The Next North Korea Debate
What should the world do about a North Korea's growing nuclear capabilities?
Americans tend to think that all problems can be solved by the right policy, properly applied. But some problems may not have any real solutions. The North Korea problem — underscored by the country's recent fifth nuclear test, which moved it a step closer to having an operational miniaturized warhead that could fit on a medium range ballistic missile — may be one of them.
Americans tend to think that all problems can be solved by the right policy, properly applied. But some problems may not have any real solutions. The North Korea problem — underscored by the country’s recent fifth nuclear test, which moved it a step closer to having an operational miniaturized warhead that could fit on a medium range ballistic missile — may be one of them.
North Korea is the only state in the world that has tested nuclear weapons in the 21st century. This fifth test comes eight months after the country’s previous nuclear test and had a much larger yield (approximately 10 kilotons). It also follows nearly two dozen ballistic missiles tests so far this year, including submarine-launched missiles that could give Pyongyang a second strike capability. In the past month alone, two North Korean missiles have fallen in Japanese waters (within its 200-mile exclusive economic zone).
History of Failure
What to do about it? The history of the past quarter century is littered with failed diplomatic deals that North Korea sabotaged and walked away from. But the 1991 North-South reconciliation accord still provides a good basis for resolving tensions between the two Koreas.
Four U.S. presidents, from George H.W. Bush to Barack Obama, have tried and failed to denuclearize North Korea. After Bush began engaging North Korea at high levels, the Clinton administration followed, reaching a 1994 Agreed Framework to freeze and then dismantle North Korea’s nuclear weapons program. That collapsed in 2002 when the United States accused Pyongyang of running a secret uranium enrichment program.

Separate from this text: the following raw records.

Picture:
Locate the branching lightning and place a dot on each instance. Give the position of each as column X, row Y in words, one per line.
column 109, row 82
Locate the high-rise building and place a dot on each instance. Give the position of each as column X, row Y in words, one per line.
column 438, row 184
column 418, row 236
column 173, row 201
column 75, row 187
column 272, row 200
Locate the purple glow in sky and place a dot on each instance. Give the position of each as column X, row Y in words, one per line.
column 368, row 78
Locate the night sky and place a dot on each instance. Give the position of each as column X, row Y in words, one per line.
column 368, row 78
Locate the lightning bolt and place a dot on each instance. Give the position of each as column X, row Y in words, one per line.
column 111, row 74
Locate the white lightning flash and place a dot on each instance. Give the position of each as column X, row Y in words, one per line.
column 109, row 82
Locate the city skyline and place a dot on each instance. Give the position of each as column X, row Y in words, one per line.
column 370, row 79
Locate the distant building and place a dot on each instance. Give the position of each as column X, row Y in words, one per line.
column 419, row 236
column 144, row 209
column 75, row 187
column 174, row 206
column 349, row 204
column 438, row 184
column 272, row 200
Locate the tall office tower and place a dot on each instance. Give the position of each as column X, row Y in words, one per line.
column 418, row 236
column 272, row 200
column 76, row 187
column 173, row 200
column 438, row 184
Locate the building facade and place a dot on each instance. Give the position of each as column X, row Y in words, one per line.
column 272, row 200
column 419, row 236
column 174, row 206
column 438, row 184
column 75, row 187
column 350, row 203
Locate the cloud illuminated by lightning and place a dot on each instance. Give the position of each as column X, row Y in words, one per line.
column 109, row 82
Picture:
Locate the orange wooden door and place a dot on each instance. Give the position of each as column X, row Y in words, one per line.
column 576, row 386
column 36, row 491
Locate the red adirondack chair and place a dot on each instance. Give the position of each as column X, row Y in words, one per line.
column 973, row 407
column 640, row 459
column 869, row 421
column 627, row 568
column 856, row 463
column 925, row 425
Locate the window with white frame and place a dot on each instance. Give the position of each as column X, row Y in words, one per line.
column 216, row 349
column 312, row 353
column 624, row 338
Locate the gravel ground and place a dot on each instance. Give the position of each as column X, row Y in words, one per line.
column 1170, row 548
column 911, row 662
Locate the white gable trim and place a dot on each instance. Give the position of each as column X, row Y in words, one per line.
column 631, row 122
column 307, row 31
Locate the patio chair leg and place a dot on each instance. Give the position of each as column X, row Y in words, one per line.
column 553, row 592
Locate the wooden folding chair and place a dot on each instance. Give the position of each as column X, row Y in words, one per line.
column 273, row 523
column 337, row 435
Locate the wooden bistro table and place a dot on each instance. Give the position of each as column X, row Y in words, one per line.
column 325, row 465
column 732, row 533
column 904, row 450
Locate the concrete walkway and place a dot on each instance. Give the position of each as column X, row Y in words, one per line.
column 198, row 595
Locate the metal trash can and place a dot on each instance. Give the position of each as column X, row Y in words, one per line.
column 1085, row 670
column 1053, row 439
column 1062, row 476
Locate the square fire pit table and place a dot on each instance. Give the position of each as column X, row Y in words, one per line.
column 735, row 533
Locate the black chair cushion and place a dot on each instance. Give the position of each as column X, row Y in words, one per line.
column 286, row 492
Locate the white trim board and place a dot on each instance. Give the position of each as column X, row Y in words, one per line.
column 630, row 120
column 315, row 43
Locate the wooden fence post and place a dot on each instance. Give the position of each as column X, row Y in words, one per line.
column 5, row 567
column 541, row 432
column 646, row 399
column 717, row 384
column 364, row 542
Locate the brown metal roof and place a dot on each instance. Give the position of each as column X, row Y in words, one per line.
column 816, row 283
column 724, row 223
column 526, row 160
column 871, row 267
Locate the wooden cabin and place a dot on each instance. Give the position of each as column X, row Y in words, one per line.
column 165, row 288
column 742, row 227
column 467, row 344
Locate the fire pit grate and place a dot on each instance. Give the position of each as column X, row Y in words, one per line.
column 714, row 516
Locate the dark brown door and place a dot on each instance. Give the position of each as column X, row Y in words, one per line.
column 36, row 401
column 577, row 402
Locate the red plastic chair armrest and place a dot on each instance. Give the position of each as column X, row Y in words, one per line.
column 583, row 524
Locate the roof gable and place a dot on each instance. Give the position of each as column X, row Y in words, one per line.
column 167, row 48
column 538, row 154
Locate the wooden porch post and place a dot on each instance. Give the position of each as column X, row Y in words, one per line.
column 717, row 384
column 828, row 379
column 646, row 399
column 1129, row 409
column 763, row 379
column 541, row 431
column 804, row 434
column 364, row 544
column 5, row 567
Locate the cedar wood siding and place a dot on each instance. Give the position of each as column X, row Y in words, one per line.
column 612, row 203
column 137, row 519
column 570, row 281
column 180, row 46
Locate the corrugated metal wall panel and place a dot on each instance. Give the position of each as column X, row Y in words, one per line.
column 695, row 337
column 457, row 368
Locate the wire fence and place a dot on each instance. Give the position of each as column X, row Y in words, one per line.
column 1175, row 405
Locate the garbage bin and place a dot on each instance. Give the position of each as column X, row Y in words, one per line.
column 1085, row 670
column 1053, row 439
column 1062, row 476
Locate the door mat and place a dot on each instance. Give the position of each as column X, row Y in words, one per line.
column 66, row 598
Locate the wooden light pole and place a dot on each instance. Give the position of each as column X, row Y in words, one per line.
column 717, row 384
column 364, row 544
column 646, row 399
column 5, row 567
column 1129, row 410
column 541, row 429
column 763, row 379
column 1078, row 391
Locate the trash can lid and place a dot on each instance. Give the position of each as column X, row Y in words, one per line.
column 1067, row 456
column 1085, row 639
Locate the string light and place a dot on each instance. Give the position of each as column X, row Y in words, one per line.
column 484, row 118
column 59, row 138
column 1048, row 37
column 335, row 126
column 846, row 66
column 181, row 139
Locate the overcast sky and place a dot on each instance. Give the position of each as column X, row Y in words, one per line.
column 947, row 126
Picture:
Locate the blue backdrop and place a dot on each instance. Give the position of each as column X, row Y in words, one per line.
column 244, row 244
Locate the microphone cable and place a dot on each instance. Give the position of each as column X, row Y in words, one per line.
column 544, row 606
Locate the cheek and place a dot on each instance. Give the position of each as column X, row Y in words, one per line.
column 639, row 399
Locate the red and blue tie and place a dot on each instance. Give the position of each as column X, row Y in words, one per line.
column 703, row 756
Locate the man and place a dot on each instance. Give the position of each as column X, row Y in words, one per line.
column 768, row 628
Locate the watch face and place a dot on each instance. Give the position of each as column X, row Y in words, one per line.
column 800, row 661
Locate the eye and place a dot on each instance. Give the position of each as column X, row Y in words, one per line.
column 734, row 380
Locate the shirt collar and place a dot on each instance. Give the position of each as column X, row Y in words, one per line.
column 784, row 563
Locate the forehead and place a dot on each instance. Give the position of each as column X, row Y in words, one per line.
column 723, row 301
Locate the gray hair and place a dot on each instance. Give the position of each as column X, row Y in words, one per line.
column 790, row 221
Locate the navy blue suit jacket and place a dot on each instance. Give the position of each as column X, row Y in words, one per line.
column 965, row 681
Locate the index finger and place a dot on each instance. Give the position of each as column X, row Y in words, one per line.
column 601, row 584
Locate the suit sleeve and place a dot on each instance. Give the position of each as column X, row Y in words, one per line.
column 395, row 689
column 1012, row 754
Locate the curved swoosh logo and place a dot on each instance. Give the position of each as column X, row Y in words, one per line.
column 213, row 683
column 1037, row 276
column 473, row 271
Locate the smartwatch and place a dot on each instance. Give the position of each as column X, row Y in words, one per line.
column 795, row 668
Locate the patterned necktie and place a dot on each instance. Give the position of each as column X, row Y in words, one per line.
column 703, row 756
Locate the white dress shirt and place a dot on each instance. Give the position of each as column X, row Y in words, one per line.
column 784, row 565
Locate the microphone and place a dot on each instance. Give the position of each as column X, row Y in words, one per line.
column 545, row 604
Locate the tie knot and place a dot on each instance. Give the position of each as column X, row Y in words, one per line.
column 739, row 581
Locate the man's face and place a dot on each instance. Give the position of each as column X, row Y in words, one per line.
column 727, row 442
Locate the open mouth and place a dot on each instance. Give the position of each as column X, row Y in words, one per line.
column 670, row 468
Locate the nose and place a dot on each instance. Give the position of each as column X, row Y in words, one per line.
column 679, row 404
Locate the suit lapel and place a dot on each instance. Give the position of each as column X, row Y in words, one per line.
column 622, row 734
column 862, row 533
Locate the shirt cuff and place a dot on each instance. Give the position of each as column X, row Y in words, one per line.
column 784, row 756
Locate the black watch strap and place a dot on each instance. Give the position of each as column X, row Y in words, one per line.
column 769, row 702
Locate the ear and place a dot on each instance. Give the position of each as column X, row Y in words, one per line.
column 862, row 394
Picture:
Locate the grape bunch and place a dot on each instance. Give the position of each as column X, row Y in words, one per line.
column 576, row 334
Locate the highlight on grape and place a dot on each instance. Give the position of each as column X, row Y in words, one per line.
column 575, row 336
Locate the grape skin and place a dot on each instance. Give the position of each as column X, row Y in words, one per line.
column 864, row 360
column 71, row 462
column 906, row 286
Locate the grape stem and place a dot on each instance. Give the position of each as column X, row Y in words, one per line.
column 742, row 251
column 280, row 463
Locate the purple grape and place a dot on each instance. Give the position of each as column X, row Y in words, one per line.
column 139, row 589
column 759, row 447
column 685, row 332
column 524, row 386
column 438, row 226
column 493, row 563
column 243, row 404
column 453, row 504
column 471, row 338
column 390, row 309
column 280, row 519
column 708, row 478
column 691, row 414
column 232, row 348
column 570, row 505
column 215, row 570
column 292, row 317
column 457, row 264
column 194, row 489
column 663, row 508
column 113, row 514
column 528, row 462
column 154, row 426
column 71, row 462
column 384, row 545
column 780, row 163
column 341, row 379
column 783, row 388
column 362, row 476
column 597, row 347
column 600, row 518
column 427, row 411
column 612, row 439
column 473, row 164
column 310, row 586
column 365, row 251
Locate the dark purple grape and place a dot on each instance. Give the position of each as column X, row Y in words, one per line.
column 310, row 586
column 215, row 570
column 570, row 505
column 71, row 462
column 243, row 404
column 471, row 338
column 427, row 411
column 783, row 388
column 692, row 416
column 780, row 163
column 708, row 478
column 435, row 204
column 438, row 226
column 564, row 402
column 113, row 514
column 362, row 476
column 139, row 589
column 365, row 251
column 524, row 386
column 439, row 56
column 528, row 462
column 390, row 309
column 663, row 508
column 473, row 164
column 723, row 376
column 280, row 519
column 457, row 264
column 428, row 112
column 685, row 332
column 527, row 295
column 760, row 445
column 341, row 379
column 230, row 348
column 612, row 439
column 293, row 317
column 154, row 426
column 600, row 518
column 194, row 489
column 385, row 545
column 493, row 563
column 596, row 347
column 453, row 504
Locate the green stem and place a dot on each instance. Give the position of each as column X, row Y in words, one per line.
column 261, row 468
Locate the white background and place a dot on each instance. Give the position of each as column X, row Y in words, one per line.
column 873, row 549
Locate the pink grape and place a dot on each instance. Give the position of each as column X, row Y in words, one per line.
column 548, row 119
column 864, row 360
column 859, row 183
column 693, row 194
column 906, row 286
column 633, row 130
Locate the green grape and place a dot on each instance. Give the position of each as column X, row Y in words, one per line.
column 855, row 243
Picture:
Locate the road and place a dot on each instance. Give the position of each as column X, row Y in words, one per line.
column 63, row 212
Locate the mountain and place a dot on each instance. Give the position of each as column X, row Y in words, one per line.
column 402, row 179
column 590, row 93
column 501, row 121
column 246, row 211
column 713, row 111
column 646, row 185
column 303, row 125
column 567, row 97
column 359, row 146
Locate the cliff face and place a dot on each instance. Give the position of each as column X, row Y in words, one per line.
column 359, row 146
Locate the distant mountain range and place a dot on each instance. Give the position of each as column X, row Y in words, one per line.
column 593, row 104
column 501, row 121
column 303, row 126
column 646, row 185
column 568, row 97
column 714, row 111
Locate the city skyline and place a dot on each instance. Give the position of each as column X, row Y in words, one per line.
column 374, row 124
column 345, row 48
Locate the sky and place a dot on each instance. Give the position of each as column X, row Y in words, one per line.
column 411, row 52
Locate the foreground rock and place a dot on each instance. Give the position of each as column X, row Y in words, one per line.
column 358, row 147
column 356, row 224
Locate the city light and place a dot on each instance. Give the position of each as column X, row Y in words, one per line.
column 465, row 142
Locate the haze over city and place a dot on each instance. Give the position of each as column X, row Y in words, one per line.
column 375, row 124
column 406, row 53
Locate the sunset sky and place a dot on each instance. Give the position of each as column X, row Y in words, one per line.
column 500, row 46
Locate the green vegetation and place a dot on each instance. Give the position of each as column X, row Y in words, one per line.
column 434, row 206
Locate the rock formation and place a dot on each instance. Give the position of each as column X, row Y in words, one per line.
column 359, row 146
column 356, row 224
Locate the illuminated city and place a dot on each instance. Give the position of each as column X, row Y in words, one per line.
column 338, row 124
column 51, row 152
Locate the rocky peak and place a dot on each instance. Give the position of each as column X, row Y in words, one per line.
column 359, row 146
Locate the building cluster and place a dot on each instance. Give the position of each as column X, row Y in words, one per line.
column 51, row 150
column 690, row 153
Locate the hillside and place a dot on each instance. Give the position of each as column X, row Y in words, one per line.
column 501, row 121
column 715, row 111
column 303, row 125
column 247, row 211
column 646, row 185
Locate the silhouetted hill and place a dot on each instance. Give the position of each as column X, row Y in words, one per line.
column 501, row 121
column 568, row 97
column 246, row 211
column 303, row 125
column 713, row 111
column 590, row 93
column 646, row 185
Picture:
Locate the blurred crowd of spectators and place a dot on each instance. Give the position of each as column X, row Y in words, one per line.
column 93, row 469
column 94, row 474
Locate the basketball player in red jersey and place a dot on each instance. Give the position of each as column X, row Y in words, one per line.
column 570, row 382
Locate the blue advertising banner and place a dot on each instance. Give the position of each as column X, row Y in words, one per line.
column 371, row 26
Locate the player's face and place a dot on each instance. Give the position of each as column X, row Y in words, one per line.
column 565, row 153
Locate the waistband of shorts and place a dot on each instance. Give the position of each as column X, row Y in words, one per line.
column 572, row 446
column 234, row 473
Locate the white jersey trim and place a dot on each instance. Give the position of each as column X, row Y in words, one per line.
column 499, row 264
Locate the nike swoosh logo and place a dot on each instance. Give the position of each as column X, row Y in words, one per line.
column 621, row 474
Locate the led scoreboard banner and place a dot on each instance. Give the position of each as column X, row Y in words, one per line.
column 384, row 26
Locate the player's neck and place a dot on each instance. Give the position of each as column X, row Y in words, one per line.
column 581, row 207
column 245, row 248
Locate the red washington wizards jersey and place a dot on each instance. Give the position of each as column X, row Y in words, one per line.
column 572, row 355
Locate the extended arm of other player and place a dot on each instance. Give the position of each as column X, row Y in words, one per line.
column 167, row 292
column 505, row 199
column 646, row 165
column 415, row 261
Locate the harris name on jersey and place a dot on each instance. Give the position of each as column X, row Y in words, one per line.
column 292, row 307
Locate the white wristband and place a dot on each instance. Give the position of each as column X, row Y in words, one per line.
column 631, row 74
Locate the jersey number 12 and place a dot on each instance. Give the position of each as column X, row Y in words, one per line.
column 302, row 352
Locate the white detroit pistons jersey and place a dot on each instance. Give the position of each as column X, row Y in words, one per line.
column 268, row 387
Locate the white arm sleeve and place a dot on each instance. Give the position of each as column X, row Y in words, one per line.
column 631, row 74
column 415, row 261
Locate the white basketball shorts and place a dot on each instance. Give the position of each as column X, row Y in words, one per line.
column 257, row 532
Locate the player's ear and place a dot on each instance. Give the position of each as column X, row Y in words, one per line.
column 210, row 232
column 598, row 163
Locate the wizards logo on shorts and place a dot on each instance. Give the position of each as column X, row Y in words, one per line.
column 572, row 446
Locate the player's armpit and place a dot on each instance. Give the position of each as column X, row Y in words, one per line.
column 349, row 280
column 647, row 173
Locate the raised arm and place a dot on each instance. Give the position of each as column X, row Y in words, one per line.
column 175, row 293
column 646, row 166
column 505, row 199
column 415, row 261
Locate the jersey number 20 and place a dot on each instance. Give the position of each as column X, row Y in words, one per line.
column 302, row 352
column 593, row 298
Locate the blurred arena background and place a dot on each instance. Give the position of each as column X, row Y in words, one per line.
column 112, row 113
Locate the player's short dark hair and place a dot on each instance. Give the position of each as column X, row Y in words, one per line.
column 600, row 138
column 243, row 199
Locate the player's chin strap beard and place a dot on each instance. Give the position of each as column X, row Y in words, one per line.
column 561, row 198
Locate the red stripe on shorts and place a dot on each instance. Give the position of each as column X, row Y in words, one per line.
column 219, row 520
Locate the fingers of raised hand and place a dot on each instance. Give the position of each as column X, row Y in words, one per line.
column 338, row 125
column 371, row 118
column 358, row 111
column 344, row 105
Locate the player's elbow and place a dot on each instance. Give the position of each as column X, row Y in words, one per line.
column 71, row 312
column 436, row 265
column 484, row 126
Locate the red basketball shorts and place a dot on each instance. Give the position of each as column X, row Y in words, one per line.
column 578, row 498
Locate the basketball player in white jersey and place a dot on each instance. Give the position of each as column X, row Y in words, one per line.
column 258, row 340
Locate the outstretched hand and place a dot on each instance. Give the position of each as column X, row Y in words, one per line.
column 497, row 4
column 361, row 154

Then, in September 2005, the George W. Bush administration, through China-led six party talks (between China, Japan, North and South Korea, Russia, and the United States), reached an agreement to denuclearize North Korea. After a promising start — with five working groups addressing every issue of interest to Pyongyang, from energy and economic aid to a peace treaty — the North decided to walk away.
Then it was Obama’s turn. Despite the fact that Pyongyang answered his offer of an “unclenched fist,” a 2012 agreement fell apart in days, when Pyongyang disagreed with the U.S. interpretation of the accord.
So where does that leave efforts to address the nuclear problem? Not in a good place. North Korea is accelerating efforts to operationalize a miniaturized nuclear warhead that could fit on medium and long-range ballistics. In addition to the Musudan medium-range missile (range: 1,864 miles) and the KN-08, a mobile intercontinental ballistic missile (range: 3,728 miles) still under development, North Korea has about 200 operational Rodong nuclear-capable missiles with a 800-mile range — long enough to hit U.S. bases in South Korea and Japan. Clearly, the threat is real and growing. The good news is that getting ICBMs that actually work with a high degree of confidence is very difficult: North Korea is, in my estimate, probably three to five years or more and numerous tests away from achieving that capability.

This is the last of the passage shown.